Lean operational workplaces are not a consultant's suggestion in China.  That is the reality of every firm.  

Without intense "leanness" these companies could never maintain "the China price", that rock-buttom price that global consumers have demanded in their insatiable quest for cheaper, cheaper, cheaper.

So this credit crisis is already tipping companies into bankruptcy, officially, or unofficially, when factory owners just walk away and disappear.

And as this happens, it affects every other manufacturer, and eventually, many other suppliers and companies outside of China.
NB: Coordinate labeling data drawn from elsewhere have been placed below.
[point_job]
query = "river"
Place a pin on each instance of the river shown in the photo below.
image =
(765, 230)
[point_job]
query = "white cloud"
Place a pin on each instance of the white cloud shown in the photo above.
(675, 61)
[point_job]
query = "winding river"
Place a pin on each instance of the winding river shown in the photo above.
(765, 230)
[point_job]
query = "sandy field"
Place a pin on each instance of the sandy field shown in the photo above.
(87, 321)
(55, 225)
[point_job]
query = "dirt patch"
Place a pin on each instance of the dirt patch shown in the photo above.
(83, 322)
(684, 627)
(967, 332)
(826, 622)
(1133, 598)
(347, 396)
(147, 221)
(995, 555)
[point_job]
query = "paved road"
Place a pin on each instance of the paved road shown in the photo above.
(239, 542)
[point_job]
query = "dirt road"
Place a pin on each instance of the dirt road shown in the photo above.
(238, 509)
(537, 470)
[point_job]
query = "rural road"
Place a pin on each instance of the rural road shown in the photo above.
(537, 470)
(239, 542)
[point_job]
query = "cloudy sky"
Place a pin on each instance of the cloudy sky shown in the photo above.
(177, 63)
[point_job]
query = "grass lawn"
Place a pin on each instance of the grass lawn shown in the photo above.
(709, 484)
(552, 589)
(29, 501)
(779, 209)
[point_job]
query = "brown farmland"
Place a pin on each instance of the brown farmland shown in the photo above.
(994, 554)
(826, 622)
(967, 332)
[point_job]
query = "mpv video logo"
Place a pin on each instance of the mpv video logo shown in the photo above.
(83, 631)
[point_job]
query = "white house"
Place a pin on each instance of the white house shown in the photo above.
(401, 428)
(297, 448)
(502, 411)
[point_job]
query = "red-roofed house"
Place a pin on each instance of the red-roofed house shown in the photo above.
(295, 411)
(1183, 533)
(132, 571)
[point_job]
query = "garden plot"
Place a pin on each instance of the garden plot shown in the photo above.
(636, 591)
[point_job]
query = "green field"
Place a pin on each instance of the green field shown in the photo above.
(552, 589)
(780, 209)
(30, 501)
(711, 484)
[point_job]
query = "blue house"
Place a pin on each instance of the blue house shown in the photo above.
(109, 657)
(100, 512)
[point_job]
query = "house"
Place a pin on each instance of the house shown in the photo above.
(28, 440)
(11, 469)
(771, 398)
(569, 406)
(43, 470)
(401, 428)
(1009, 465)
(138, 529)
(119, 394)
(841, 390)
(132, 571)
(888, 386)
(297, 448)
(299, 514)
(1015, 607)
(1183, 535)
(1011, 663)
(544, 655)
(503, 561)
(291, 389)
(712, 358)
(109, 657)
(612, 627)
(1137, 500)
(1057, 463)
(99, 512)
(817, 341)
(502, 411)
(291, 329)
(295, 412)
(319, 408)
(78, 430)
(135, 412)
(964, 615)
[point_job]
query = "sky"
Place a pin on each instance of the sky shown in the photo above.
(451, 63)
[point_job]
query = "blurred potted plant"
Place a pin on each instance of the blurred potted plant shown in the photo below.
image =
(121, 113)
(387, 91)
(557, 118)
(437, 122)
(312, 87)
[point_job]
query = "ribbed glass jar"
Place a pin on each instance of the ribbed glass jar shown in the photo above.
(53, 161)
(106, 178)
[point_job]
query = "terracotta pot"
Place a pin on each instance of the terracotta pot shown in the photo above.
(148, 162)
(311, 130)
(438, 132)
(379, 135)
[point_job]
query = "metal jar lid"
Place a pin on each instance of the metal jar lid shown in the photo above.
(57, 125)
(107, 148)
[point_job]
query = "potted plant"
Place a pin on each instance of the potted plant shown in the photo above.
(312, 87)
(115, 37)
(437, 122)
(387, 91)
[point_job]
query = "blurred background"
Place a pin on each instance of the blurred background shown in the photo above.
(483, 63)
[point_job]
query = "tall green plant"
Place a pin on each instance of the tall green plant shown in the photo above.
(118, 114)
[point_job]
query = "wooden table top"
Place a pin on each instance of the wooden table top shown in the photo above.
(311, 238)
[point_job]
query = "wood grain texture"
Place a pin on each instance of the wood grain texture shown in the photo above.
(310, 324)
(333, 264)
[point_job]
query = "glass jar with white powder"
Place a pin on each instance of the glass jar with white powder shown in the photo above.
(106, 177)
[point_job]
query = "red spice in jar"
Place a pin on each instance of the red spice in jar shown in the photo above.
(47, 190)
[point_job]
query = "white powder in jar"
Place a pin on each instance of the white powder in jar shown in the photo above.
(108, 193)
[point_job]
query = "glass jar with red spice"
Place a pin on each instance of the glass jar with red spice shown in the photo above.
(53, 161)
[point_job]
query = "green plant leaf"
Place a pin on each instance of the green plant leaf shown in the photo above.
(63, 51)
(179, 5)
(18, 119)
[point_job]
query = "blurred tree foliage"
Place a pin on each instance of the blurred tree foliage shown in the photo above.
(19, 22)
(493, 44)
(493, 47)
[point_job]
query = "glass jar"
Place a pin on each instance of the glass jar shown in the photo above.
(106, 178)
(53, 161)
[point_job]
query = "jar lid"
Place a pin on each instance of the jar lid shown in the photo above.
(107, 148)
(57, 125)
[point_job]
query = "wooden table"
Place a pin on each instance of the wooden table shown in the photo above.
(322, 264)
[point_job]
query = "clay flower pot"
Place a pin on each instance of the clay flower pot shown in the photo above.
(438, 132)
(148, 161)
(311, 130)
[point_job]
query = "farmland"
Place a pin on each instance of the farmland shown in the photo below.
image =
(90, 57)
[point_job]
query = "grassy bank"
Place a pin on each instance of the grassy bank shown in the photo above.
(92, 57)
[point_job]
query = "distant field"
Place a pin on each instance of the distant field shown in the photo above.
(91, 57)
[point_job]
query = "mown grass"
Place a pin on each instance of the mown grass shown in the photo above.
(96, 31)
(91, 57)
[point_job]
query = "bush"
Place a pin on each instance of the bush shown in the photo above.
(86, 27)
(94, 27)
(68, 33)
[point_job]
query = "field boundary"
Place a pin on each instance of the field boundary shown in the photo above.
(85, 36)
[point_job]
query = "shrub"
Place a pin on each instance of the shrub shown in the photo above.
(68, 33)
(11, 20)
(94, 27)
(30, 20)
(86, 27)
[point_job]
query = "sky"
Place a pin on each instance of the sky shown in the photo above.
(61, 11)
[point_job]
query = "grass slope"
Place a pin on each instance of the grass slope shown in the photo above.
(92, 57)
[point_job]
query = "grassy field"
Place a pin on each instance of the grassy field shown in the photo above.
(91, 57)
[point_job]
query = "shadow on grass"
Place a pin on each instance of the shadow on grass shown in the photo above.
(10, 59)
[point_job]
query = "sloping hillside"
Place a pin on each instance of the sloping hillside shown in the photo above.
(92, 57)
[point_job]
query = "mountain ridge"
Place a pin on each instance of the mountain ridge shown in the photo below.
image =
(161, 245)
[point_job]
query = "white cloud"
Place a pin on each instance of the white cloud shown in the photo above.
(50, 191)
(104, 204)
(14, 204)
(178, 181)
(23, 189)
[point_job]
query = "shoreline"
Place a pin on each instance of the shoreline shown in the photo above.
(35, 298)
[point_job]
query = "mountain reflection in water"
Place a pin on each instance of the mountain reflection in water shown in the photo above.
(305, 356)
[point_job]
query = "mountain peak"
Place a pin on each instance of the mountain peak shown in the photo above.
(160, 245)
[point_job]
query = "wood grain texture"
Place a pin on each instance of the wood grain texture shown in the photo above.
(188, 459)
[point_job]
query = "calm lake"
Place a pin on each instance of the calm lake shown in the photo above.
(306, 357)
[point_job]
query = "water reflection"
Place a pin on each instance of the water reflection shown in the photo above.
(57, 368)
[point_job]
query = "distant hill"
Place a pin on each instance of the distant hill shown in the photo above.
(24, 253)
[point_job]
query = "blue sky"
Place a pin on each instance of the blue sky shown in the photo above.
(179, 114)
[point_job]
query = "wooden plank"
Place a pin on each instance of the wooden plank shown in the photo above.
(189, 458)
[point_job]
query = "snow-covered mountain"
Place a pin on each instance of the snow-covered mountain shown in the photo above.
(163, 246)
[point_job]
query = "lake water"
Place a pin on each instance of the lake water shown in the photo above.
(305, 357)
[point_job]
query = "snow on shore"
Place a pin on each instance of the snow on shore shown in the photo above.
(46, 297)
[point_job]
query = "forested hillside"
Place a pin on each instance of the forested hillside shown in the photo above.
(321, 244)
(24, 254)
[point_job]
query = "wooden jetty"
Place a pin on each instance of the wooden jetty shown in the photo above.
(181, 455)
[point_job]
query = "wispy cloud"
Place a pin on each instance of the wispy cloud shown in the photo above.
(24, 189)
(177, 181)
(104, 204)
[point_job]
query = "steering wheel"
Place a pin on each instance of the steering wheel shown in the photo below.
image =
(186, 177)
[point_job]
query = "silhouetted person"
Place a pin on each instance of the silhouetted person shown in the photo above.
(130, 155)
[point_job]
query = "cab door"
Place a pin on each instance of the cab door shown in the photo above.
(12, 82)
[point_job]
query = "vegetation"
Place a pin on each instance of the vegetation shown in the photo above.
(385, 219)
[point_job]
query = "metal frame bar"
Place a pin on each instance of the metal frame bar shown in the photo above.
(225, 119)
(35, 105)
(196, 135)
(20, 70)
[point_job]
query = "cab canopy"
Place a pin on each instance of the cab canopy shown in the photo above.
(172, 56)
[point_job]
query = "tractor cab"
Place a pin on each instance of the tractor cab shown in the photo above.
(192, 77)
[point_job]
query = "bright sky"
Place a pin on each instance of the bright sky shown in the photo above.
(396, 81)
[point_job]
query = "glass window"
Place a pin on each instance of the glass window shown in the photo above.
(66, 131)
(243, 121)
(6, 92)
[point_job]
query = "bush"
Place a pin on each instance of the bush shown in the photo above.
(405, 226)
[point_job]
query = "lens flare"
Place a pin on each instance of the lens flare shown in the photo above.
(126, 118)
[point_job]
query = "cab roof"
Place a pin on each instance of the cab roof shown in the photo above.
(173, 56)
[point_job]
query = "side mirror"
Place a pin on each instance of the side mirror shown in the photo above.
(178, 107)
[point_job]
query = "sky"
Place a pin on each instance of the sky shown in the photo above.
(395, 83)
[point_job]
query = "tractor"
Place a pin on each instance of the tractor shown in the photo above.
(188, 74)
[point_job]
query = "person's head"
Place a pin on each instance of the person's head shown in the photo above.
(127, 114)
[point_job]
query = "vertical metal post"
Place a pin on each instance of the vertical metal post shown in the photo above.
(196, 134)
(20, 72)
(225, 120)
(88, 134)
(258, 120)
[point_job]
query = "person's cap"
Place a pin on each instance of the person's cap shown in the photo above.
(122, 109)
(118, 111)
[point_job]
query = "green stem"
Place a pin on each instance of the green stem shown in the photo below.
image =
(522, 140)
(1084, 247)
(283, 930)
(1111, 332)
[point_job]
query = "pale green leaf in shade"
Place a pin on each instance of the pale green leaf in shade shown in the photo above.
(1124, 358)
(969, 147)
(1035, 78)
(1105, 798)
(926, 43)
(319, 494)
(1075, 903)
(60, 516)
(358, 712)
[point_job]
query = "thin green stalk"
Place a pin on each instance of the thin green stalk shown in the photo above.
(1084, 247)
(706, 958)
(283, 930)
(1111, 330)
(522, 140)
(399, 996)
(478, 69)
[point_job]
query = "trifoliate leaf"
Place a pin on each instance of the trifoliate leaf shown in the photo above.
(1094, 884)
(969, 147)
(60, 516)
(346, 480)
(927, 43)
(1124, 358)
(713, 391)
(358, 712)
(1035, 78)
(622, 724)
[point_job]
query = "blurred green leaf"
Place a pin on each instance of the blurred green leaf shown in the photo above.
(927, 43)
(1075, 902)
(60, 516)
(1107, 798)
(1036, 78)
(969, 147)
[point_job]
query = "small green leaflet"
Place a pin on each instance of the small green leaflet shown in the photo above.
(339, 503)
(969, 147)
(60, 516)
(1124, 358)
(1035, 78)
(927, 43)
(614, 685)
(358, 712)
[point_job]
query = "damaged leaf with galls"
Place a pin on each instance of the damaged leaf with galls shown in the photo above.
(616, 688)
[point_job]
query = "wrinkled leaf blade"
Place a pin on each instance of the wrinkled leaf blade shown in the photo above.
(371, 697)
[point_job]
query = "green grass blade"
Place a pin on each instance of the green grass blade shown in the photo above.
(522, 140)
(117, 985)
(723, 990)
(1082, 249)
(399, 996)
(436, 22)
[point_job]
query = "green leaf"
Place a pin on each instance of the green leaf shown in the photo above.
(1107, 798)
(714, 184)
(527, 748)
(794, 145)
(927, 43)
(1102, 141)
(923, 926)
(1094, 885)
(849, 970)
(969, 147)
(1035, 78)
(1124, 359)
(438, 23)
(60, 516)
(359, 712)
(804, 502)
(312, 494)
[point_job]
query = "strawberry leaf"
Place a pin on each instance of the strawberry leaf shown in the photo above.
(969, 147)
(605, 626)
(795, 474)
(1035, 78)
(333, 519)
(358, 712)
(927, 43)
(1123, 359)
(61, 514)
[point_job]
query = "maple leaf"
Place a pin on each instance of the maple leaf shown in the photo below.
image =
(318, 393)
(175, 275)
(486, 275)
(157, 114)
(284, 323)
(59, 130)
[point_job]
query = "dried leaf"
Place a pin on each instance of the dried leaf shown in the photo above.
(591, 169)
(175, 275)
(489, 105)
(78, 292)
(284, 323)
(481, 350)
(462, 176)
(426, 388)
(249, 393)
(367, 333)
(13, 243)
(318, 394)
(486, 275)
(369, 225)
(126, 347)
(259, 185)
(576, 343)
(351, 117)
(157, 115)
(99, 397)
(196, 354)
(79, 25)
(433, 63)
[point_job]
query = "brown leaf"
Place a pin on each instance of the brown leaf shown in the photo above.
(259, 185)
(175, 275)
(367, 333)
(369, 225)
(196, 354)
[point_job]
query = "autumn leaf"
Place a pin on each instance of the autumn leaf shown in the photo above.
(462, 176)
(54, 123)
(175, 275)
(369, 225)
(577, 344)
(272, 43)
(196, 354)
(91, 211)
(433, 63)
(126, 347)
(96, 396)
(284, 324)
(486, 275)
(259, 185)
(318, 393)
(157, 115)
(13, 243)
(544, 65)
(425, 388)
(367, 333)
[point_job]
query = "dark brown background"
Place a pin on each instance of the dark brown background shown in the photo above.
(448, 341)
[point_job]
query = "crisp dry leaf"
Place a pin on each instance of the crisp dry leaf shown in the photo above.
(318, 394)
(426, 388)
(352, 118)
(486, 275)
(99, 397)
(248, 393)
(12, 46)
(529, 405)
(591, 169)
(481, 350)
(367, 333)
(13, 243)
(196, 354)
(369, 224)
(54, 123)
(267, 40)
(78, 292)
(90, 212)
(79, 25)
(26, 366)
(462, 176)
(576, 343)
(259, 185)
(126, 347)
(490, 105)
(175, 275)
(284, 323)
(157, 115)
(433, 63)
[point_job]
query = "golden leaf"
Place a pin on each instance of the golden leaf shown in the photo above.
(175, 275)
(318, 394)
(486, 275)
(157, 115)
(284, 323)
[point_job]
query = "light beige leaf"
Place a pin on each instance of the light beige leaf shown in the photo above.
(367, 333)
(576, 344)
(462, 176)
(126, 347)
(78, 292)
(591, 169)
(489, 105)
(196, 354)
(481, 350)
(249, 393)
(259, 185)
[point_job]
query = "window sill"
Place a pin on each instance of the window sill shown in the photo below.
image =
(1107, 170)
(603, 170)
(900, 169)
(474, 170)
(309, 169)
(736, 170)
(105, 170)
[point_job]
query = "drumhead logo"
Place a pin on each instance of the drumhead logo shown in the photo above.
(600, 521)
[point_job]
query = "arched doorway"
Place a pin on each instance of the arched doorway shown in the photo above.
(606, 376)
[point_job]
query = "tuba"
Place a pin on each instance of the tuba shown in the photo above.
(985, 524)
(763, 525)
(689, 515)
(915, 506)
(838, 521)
Obverse side of the banknote drawn on the Bank of Hell
I saw 1997-1999.  I don't want to discover a repeat of the Great Depression of 1929-1930s (extending even into the 1940s, depending where in the world you lived).

I hope this post helps flesh out a bit more what the credit crunch means in real world terms, especially from the perspective of the Factory to the World, China, as I know it.

And there can be no schadenfreude.

The Chinese are not getting what they deserve.  

For better (or worse, depending on your perspective) the world is interdependent and interlinked.  And China is the biggest industrial driver of economic growth in the world.

As they go, well, so we all will be affected.

Tschuess,
Your humble scribe
Chris

2 comments:

Unknown said...

Well there goes my worry free night.

Jeez too scary!

Unknown said...

Hi.

I have to disagree with you that

"[l]ean operational workplaces are ...the reality of every firm."

Yes, the tendency is ruthless in cost-cutting, but that does not equal "lean". It is very common in China that factories (whether foreign owned, or local) will go to the limit in cutting labor and other expenses, but will still blindly incur the costs of wasted labor, transportation, and stagnant inventory.

My hypothesis is that with costs rising, and credit tight, those companies that most effectively reduce wasted labor, wasted space and stagnant inventory (in other words, going "lean") will be better positioned to survive the downturn.